Zweitens: Eine wichtige Rolle beim Rückgang der Zahl der Arbeitslosen spielt die demografische Entwicklung: Im aktuellen Aufschwung liegt das auf dem Arbeitsmarkt vorhandene Arbeitskräfteangebot um 500.000 niedriger als im vorangegangenen Aufschwung, der vom 2. Quartal 98 bis zum 1. Quartal 2001 datiert.

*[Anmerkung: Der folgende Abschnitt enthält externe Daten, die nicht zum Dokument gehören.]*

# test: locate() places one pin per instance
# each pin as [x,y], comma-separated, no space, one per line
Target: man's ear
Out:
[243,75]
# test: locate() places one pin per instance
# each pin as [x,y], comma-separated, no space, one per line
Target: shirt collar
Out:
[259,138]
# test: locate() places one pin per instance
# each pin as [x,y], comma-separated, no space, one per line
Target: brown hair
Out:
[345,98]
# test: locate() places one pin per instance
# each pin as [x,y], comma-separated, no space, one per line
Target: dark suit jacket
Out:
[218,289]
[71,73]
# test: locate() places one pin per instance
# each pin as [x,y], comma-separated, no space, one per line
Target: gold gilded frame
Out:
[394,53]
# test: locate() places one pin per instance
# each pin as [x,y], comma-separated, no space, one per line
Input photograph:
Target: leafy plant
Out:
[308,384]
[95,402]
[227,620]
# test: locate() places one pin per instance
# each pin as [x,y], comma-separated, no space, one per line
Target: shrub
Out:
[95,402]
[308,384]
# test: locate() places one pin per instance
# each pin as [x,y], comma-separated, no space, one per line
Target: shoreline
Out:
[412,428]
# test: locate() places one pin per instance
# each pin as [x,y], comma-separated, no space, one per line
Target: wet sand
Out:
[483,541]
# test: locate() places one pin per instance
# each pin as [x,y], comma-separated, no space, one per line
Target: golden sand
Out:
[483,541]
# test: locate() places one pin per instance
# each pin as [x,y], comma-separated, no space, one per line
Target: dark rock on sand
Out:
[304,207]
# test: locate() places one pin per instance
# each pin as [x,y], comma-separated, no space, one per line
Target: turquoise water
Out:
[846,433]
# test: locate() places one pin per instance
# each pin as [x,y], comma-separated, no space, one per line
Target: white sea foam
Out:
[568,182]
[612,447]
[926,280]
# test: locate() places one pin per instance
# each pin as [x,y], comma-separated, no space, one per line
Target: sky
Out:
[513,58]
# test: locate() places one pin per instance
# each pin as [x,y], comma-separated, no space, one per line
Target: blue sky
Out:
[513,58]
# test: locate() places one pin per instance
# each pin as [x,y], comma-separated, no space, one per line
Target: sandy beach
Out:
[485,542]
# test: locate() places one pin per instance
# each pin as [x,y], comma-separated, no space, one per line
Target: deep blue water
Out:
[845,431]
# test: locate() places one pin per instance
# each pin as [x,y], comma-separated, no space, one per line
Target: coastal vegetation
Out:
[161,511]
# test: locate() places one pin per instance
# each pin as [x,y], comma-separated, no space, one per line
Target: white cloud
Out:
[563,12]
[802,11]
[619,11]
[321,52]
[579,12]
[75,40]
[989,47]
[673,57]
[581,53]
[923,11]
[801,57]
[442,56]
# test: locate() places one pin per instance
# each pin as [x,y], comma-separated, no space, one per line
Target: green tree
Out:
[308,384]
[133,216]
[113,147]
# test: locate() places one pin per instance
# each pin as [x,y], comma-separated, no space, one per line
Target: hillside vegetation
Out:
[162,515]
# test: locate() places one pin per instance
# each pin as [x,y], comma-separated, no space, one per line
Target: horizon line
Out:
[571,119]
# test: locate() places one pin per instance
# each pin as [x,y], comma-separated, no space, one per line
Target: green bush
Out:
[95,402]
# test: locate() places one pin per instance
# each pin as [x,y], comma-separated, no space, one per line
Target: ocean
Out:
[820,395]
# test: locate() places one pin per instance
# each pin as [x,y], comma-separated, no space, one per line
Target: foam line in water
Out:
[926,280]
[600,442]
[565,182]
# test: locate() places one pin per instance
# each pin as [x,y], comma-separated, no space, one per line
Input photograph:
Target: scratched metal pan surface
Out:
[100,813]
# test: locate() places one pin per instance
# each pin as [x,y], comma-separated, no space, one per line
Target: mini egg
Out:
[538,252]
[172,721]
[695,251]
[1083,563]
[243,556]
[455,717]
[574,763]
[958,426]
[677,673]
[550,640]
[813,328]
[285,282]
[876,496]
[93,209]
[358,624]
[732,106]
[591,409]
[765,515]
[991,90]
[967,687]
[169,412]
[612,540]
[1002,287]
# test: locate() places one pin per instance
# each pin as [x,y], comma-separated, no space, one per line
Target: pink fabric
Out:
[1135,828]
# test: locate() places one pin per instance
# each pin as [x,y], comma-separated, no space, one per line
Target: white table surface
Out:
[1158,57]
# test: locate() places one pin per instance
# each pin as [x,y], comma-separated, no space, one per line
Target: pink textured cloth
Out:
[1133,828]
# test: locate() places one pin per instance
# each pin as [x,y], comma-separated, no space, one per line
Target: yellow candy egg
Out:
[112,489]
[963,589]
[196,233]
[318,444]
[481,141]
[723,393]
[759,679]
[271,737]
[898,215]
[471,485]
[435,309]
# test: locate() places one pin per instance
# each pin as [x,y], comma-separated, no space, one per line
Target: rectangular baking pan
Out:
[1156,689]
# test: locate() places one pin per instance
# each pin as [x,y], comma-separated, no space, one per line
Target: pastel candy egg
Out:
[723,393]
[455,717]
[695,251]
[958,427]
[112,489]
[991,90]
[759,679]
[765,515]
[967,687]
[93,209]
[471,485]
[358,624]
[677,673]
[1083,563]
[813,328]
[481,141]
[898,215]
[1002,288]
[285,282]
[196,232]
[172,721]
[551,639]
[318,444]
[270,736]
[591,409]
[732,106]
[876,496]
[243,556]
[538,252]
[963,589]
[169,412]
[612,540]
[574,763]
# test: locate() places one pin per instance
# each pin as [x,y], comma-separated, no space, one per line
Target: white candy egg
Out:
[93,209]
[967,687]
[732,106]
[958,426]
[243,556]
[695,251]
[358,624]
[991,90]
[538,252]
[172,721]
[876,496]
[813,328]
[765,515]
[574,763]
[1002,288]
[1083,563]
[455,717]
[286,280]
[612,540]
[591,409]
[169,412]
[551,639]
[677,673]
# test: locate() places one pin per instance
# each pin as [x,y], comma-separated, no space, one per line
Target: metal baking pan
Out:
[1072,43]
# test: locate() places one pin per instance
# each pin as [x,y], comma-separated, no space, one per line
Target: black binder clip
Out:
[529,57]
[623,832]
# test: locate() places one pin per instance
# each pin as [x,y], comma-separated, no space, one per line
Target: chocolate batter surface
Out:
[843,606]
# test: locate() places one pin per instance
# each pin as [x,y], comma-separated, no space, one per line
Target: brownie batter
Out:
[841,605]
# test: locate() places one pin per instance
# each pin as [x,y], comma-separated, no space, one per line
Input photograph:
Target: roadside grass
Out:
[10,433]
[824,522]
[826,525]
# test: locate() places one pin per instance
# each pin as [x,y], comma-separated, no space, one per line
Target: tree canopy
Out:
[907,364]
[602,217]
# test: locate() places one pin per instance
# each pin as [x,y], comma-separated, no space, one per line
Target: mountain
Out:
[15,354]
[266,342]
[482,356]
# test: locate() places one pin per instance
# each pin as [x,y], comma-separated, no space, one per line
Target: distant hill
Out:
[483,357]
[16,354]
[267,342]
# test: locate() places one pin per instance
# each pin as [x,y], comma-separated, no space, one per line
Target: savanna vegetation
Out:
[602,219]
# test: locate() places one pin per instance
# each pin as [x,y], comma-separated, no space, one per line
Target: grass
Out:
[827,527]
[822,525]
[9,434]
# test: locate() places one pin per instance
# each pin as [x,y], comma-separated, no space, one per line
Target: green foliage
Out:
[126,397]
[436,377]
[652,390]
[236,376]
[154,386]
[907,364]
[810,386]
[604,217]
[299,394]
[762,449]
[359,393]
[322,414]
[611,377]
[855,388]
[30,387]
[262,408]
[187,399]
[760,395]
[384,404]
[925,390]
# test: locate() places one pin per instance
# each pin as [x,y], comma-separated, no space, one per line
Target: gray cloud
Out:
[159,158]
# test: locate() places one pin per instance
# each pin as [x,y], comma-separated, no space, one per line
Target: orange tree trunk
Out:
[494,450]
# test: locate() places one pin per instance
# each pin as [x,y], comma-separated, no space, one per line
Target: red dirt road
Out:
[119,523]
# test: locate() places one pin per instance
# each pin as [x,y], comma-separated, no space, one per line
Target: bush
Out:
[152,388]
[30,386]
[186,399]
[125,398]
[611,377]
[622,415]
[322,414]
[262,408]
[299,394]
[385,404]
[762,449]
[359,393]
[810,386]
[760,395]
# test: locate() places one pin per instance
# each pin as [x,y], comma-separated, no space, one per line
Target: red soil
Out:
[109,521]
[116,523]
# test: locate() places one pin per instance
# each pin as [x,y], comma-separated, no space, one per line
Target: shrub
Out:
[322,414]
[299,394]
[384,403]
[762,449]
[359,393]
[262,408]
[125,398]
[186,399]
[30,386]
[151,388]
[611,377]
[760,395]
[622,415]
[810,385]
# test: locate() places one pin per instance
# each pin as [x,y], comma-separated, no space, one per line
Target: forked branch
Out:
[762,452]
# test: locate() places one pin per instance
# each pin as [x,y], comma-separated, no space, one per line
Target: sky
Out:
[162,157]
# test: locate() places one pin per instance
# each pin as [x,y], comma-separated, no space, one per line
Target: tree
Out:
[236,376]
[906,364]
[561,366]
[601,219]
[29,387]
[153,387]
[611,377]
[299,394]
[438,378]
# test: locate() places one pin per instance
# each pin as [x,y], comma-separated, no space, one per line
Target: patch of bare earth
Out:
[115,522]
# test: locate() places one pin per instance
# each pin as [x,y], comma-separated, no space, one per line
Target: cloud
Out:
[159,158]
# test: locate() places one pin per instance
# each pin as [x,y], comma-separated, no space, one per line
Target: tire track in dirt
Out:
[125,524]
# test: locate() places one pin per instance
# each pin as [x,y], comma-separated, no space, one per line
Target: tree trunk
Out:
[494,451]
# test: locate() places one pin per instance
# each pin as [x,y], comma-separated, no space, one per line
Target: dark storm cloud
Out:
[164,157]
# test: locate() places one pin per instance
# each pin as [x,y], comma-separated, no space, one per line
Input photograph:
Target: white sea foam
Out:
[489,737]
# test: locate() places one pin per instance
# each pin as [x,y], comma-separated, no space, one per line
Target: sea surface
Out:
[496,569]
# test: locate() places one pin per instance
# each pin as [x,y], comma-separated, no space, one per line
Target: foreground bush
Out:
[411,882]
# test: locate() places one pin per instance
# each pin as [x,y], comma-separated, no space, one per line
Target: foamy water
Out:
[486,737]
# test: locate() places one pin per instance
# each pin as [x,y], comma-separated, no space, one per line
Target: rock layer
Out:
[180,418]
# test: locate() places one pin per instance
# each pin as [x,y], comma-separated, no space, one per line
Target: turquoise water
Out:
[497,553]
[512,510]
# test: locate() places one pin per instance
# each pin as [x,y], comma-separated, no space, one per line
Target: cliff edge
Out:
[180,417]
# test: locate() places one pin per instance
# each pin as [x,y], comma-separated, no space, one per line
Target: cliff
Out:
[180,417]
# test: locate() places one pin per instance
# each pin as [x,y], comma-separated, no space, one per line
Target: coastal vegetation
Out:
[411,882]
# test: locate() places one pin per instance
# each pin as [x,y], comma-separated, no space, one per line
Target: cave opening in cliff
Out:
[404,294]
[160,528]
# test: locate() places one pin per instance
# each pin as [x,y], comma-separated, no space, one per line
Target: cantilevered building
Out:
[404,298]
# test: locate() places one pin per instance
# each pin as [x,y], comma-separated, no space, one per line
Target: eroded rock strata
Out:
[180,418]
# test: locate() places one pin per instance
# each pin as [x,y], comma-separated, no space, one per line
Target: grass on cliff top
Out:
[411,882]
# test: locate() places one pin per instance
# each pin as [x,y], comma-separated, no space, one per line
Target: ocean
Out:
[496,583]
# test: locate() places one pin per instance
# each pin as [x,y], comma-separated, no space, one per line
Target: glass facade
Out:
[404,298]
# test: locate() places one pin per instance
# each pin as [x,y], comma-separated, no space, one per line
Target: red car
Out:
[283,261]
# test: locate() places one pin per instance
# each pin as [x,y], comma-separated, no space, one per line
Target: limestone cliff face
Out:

Drittens: Im vorherigen Aufschwung ist die Zunahme der Erwerbstätigen (+1,5 Mio.) und auch der sozialversicherungspflichtig Erwerbstätigen (+ 0,68 Mio.) deutlich höher als im aktuellen Aufschwung (+ 0,87 Mio. bzw. 0,65 Mio.). Allerdings sind die geleisteten Arbeitsstunden deutlich stärker im aktuellen Aufschwung gestiegen. Dieser Widerspruch ergibt sich daraus, dass der einzelne Beschäftigte mehr gearbeitet hat, z.B. durch mehr Überstunden. Hinzu kommt, dass die Abnahme der Arbeitslosigkeit im aktuellen Aufschwung im Vergleich zum letzten nur um ca. 180.000 höher war. (s. hierzu G. Horn u.a. "Wer profitierte vom Aufschwung? (in: www.boeckler.de )
Viertens: Der Anstieg der sozialversicherungspflichtigen Beschäftigung ist im Wesentlichen auf die deutliche Zunahme der Leiharbeiter zurückzuführen (fast doppelt so hoch wie im letzten Aufschwung).
Fünftens: Die Zahl der Vollzeitjobs liegt heute um 250.000 niedriger als 2004.
Fazit: Der Vergleich der Aufschwungphasen belegt die These, dass der Abbau der Arbeitslosigkeit nicht den Arbeitsmarktreformen der Regierung Schröder, sondern wie gehabt vor allem der Entwicklung der Weltkonjunktur und dem normalen Investitionszyklus geschuldet ist.
Ein anderer Blickwinkel deckt völlig andere Sachverhalte auf: Die Reformen der Schröder-Regierung haben vor zwei Dinge bewirkt: Zum einen die Produktion eines kräftigen Drucks auf das gesamte Lohngefüge und damit verbunden die Schwächung der deutschen Gewerkschaften, zum Anderen eine verschärfte Lohndumping-Konkurrenz gegenüber dem Ausland, insbesondere innerhalb der EU. Erstmalig in der Geschichte der Bundesrepublik Deutschland stellen wir sinkende Reallöhne im Aufschwung fest.
Im Übrigen: Das Bundesministerium der Finanzen hat soeben bekannt gegeben, dass im 2. Quartal des laufenden Jahres das Bruttoinlandsprodukt erstmalig seit vier Jahren geschrumpft ist. Nicht zuletzt vor dem Hintergrund der weltweiten Finanzkrise spricht vieles dafür, dass der viel gepriesene aktuelle Aufschwung auf sein Ende zusteuert.